その時点で、彼等のデビュー・アルバム『DAYS OF THE LOST』はまだ発売前。そのため、もう時間も時間だし、もしかするとあまり集客は望めないのでは…と思っていたら、とんでもなかった…! まぁ、スリップノットの時よりは少なかったものの、それでもその次に多い…と言えるだけのオーディエンスが集まっていたことは疑うべくもない。流石はイン・フレイムス人気が高いドイツ、そしてWOAだけのことはある。
ちなみに、この日もイェスパー・ストロムブラード(g)は不在で、ニクラス・エンゲリンの相棒としてパトリック・ヤンセンがヘルプ起用。夕方にアット・ザ・ゲイツでもプレイした彼は、1日2ステージをコナすこととなったが、全く疲れを見せることなく、リフ&バッキング達人としての役割をしっかり果たし、一部楽曲ではリード・メロディーも任されていた。激しさよりも深みのある楽曲で勝負しているからか、観客の反応はやや大人しめだったものの、恐らくみんな“じっくり噛み締めていた”のだろう。往年のイン・フレイムスを彷彿とさせつつも、より円熟味のあるプレイが光っていた彼等は、ある意味“メロデスのひとつの到達点”と見なすことが出来るかもしれない。
そうして、今年のWOAで最も長い1日もあと1組で終了となるが──その前に、メイン以外を盛り上げたバンドについても触れておこう。例によってあまり沢山は観られなかったが、LOUDERステージではストラトヴァリウス、HEADBANGERSステージではフリーダム・コールとセイタン、W:E:Tステージではロスト・ソサエティ、ルシファー、トリビュレーション、マンター、WACKINGERステージではマスター・オブ・セレモニーとウィンド・ローズを、それぞれ数曲ずつ──多くて4〜5曲──ではあったものの楽しむことが出来た。
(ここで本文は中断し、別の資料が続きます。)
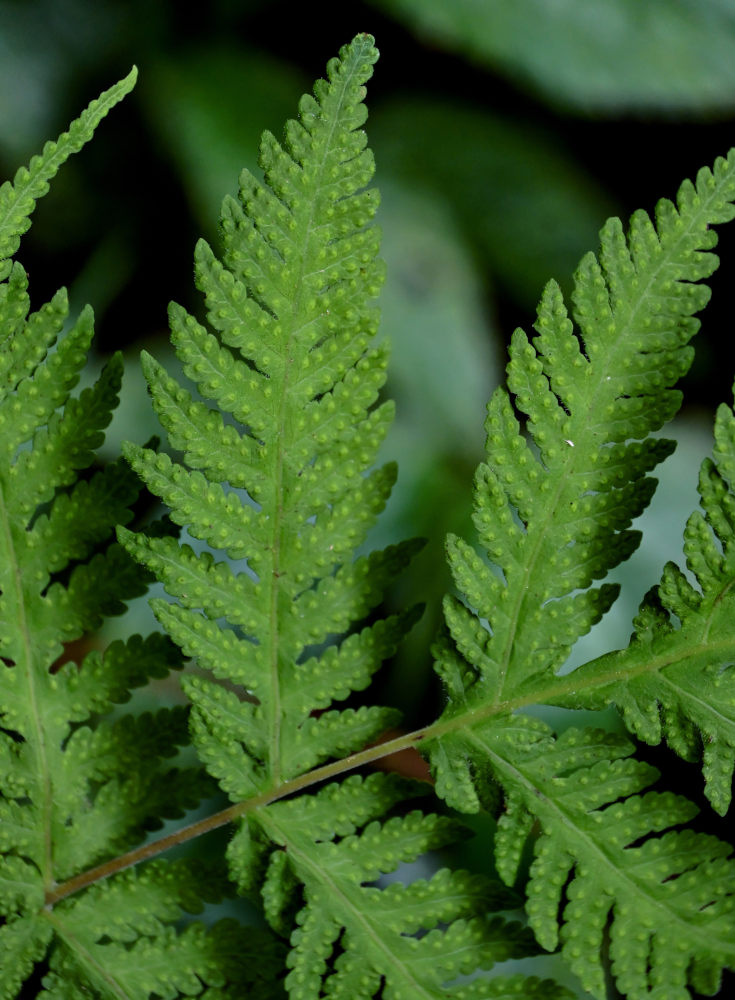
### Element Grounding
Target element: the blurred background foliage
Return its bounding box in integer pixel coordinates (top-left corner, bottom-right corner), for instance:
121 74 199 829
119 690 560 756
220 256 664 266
5 0 735 992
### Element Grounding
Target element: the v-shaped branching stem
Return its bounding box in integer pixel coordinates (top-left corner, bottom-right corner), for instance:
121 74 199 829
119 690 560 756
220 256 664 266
46 624 735 906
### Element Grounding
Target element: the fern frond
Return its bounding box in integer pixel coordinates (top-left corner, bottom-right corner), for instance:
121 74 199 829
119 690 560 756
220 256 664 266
428 154 735 720
36 861 284 1000
119 36 419 799
463 716 735 1000
118 35 580 1000
423 153 735 1000
565 386 735 814
229 774 567 1000
0 67 138 282
0 73 242 1000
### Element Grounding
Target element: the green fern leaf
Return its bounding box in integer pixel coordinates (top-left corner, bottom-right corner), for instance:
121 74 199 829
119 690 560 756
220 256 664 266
118 35 566 1000
423 148 735 1000
565 382 735 814
0 74 244 1000
119 36 418 800
0 67 138 282
454 716 735 1000
247 775 567 1000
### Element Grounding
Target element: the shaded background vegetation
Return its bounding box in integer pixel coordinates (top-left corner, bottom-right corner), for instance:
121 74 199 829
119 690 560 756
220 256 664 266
0 0 735 992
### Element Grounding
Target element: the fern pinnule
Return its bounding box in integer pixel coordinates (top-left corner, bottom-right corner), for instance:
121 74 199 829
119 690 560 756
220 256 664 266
119 36 566 1000
432 154 735 724
244 774 567 1000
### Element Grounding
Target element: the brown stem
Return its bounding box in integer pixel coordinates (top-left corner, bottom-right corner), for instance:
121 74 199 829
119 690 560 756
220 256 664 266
46 729 426 907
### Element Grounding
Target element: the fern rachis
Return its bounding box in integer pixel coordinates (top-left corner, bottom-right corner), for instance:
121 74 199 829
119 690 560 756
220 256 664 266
0 29 735 1000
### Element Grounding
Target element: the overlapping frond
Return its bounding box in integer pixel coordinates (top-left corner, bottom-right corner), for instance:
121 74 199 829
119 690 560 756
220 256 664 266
120 35 418 800
434 154 735 720
229 774 567 1000
425 153 735 998
567 386 735 814
0 74 236 1000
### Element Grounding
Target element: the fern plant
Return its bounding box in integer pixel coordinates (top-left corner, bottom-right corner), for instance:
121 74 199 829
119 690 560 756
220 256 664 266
0 35 735 1000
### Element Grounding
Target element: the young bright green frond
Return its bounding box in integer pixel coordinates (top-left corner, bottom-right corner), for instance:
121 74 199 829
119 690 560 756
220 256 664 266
0 74 236 1000
423 153 735 1000
0 67 138 278
119 35 419 800
572 386 735 814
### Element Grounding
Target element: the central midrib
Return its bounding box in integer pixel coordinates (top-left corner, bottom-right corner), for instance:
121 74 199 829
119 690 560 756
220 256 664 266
0 478 54 889
269 56 366 785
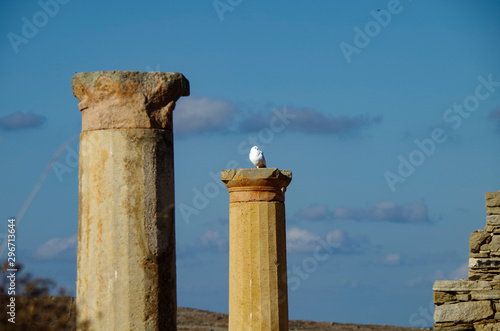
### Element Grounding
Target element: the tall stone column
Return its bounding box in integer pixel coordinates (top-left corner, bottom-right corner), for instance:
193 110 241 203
221 168 292 331
71 71 189 330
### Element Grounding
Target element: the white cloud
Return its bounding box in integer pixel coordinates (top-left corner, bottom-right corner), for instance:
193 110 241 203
296 204 331 220
0 111 47 131
34 234 78 259
406 262 469 287
333 201 430 223
286 228 368 254
380 253 401 266
236 107 382 136
173 96 237 135
286 228 319 253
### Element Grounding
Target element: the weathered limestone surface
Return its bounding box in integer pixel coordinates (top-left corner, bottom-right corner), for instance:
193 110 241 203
221 168 292 331
71 71 189 131
72 71 189 330
433 192 500 331
434 301 494 323
469 230 490 253
484 191 500 215
432 280 491 292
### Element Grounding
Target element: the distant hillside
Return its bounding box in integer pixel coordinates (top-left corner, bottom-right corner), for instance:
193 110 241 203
0 295 432 331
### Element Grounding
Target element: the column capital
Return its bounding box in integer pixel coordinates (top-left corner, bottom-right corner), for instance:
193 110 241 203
71 71 189 131
221 168 292 203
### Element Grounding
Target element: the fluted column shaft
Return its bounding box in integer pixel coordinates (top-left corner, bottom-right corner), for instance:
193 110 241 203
221 168 292 331
72 71 189 330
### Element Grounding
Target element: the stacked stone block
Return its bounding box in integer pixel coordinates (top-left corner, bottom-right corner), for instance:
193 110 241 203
433 191 500 331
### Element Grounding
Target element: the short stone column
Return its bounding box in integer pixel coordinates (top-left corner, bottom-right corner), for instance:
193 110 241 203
71 71 189 331
221 168 292 331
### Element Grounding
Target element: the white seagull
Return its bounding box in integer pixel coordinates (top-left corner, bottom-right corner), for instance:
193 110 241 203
248 146 266 168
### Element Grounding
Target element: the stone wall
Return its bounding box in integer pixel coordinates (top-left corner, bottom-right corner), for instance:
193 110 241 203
432 191 500 331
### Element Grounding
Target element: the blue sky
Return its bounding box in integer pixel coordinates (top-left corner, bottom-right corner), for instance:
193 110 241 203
0 0 500 326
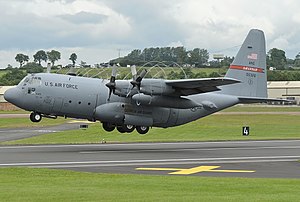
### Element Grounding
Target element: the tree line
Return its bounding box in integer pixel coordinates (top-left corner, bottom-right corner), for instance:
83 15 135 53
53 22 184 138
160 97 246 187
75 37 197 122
15 50 77 68
0 47 300 85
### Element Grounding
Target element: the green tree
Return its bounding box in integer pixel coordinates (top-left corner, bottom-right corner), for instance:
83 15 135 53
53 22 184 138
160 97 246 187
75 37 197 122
47 50 61 67
267 48 287 69
0 68 26 86
15 53 29 67
33 50 48 65
69 53 77 66
294 53 300 67
23 62 44 74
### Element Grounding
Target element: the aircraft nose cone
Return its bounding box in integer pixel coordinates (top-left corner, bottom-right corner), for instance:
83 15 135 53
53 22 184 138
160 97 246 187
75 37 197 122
4 88 20 104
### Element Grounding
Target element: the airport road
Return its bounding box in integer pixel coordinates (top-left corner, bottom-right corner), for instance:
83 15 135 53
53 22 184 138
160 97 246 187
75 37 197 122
0 140 300 178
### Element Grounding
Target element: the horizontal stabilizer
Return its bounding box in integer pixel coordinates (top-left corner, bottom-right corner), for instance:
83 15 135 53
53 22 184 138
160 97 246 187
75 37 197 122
165 78 240 96
239 97 291 104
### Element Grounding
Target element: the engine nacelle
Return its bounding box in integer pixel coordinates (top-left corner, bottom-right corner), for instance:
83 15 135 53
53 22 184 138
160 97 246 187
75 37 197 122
124 114 153 126
95 102 125 124
140 79 175 95
132 94 202 109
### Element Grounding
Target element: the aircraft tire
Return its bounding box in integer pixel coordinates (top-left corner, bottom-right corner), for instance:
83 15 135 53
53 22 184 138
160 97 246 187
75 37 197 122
123 125 135 133
117 126 126 133
102 122 115 132
136 126 149 135
30 112 42 123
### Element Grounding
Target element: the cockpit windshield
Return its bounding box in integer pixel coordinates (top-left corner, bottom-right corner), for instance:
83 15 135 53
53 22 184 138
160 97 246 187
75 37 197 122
19 76 42 87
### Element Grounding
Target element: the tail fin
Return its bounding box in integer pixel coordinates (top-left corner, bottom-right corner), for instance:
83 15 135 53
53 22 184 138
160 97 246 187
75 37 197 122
222 29 268 98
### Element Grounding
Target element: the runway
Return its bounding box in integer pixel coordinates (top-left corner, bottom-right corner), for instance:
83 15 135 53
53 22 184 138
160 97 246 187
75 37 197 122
0 140 300 178
0 123 79 142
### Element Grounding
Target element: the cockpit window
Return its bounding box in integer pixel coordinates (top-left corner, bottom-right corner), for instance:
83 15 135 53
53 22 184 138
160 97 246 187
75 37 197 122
19 76 42 88
28 76 42 85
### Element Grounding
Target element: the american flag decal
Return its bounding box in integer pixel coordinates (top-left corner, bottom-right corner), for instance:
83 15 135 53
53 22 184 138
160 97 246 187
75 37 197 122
247 53 257 60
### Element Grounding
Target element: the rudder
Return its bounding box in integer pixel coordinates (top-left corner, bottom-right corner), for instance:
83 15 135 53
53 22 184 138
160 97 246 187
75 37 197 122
222 29 267 98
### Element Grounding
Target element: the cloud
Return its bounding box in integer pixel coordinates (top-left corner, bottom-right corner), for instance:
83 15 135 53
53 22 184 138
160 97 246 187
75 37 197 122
0 0 300 68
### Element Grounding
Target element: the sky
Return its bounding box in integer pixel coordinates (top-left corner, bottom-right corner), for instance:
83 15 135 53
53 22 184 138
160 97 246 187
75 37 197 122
0 0 300 68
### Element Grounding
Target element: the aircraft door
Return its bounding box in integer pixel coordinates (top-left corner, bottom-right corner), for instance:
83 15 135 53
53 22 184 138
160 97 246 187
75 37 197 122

その中で特筆したいのは、NWOBHM残党のセイタンだ。’10年代になって本格再始動を遂げた彼等は、以降わりとコンスタントにアルバムも発表。今年4月、復活第4弾となる『EARTH INFERNAL』をリリースしたばかりだが、久々に観た生ステージは予想以上に現役感があり、セットリストには近作からのレパートリーが多く組み込まれていた。スティーヴ・ラムズィー&ラス・ティピンズによるツイン・リードの威力も全く衰えておらず、殊に前者が今も激しくヘッドバンギングしまくりながらギターを掻き鳴らしているのを見て、思わず「(年齢的に)もうちょっと控えめでも良いのでは…?」と心配になったぐらいだ。当然、長年のコンビらしく互いの息はピッタリで、ツイン・ハーモニーやユニゾン・プレイの妙も存分に堪能させてもらった。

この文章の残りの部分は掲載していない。